Professional accountants refer to the work they perform for a specific client as an engagement and it is helpful for users of financial statements to understand the differences between an audit and other accounting engagements.
There are three different engagements associated with the financial statements of a business:
- Audit Engagements
- Review Engagements
- Compilation Engagements
The objective on an audit engagement is to enable independent professional public accountants to render an opinion on the fairness of the client’s financial statements.
Audited financial statements are the accepted means which many business corporations report to shareholders, to bankers, to creditors and to government. Federal and provincial legislation in Canada generally requires a limited company (corporations) to prepare annual financial statements for audit by qualified independent auditors.
The financial statements subject to audit are the responsibility of the company’s management. The auditors’ responsibility is to express an opinion on those financial statements. The auditors must plan the audit to obtain reasonable assurance that the financial statements are free of material misstatement. Through the study and evaluation of the company’s system of internal control, and by inspection of documents, observation of assets, making enquires within and outside the company, and by other generally accepted auditing procedures, the auditors will gather evidence necessary to determine whether the financial statements present a fair picture of the company’s financial position and its activity during the period being audited.

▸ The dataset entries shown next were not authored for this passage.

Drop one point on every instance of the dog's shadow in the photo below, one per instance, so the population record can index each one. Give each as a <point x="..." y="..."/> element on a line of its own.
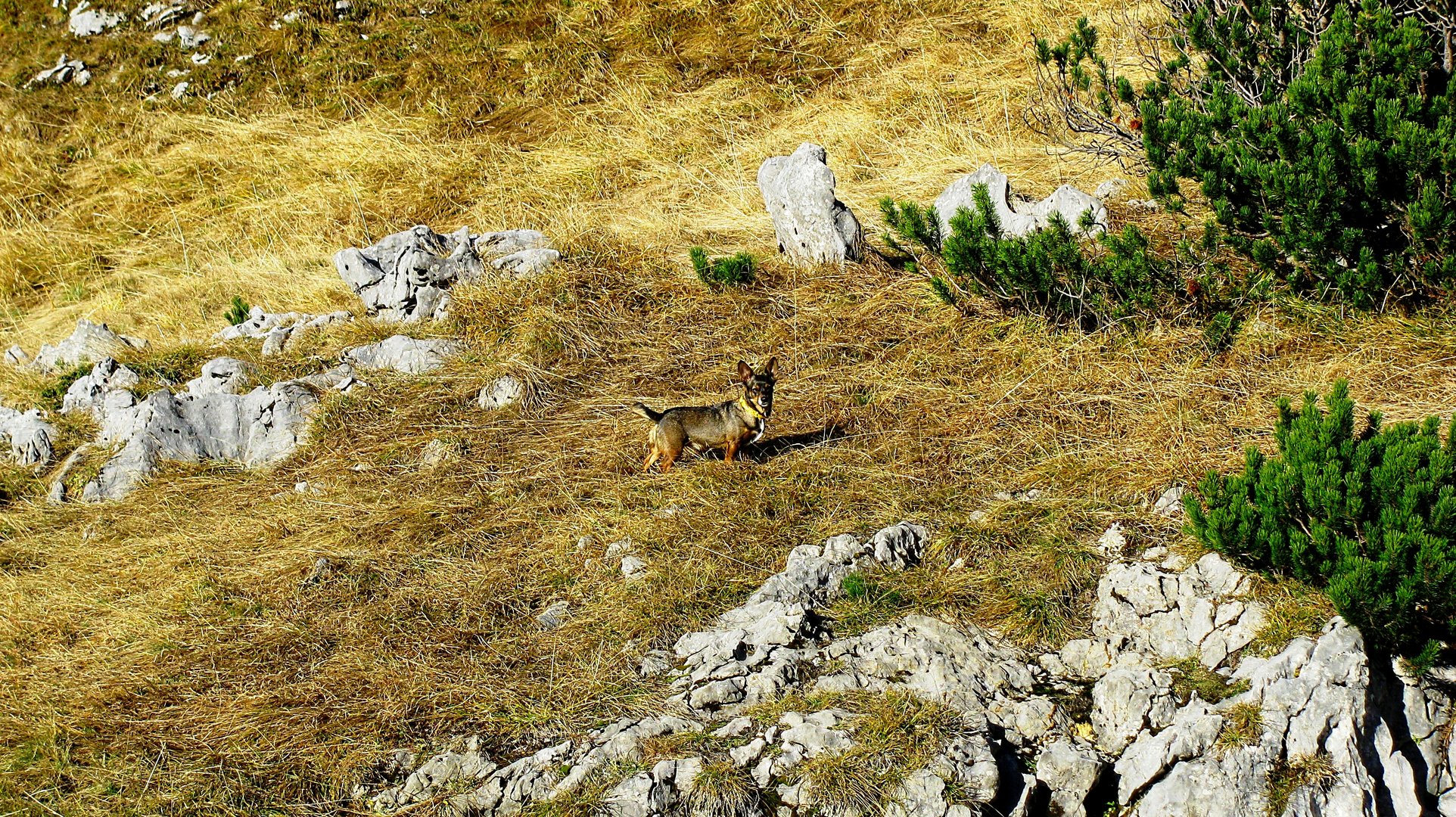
<point x="767" y="449"/>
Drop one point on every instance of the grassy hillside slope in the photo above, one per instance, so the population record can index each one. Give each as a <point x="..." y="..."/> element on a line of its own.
<point x="159" y="656"/>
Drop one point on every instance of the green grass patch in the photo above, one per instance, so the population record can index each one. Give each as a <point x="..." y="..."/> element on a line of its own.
<point x="1193" y="678"/>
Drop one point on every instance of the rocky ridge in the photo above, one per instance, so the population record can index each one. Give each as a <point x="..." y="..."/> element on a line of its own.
<point x="1100" y="724"/>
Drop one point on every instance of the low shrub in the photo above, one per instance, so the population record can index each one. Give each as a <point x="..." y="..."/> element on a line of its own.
<point x="727" y="272"/>
<point x="1366" y="514"/>
<point x="238" y="311"/>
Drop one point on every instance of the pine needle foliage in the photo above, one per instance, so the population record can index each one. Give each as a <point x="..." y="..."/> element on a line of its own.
<point x="1369" y="516"/>
<point x="1050" y="272"/>
<point x="727" y="272"/>
<point x="1321" y="137"/>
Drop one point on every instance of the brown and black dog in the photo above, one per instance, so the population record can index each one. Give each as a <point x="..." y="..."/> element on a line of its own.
<point x="726" y="426"/>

The objective of a review engagement is to prepare and review financial statements to ascertain whether they are plausible, that is, worthy of belief. If, after reviewing the financial statements the accountants are satisfied that the financial statements are not misleading, the accountants’ standard report will preface the financial statements.

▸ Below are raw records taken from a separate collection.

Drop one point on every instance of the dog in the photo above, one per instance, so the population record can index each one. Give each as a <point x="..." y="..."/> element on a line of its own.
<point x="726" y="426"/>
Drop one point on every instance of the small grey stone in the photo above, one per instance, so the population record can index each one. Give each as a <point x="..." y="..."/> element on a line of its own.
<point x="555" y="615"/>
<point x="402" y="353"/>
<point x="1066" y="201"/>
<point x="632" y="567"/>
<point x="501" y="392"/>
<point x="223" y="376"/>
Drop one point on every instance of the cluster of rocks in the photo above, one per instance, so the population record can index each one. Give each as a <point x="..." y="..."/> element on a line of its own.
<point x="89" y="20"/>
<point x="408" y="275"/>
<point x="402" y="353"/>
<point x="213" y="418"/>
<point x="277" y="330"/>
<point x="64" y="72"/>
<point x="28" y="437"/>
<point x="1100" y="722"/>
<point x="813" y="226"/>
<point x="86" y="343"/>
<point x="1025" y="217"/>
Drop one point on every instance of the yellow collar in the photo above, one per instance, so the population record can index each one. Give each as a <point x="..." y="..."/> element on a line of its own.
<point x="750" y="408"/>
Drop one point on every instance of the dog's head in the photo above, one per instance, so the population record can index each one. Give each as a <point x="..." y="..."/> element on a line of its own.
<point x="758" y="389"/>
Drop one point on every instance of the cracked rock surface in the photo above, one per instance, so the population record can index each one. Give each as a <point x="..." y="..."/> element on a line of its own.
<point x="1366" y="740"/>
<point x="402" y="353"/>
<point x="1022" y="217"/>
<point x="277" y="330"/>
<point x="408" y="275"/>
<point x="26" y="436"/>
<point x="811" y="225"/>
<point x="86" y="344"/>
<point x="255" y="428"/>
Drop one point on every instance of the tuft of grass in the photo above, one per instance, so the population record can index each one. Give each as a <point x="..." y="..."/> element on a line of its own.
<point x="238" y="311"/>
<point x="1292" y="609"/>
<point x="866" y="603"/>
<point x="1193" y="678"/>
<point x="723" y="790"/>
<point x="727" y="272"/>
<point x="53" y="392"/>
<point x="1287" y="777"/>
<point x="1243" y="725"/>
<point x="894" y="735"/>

Where an audit is not required or the shareholders have waived the appointment of an auditor, financial statements may be prepared on a review basis. Reviews provide limited assurance that the financial information confirms to generally accepted accounting principles.
In performing a review the accountants would must be independent from the clients and have sufficient knowledge of the industry which the business operates. They would acquire sufficient knowledge of the client’s business to make intelligent enquiry and assessment of the information obtained, with the limited objective of determining the plausibility of the information reported on. The review should entail enquiries, analytical procedures and discussion with responsible client officials.
This degree of assurance is less than that resulting from an audit and is expressed as either:
- The negative assurance that nothing has come to the accountants’ attention that would indicate the financial information is not presented in accordance with generally accepted accounting principles, or
- A reservation together with appropriate disclosure and explanation of the reservation.
The objective of a compilation engagement is to compile unaudited financial information into financial statements, schedules or reports based on information supplied by the client.
A compilation engagement is appropriate only where the client and other users do not need financial information that conforms in all respects to generally accepted accounting principles and audit or review assurance is not required, and where the client understands that the statements may not be appropriate for general purpose use.
The procedures performed are not designed to enable CGAs to provide any assurance on the reliability of the compiled information. To warn readers of this lack of assurance, CGAs attach a “Notice To Reader” that states that no review was performed on the information (as above) and that the information may not be appropriate for use by the reader. If CGAs know, or have reason to believe financial statements or misleading or incorrect, CGAs must not associate with this information. A compilation may be applicable where financial statements are prepared for the exclusive use of the company’s management or for income tax purposes.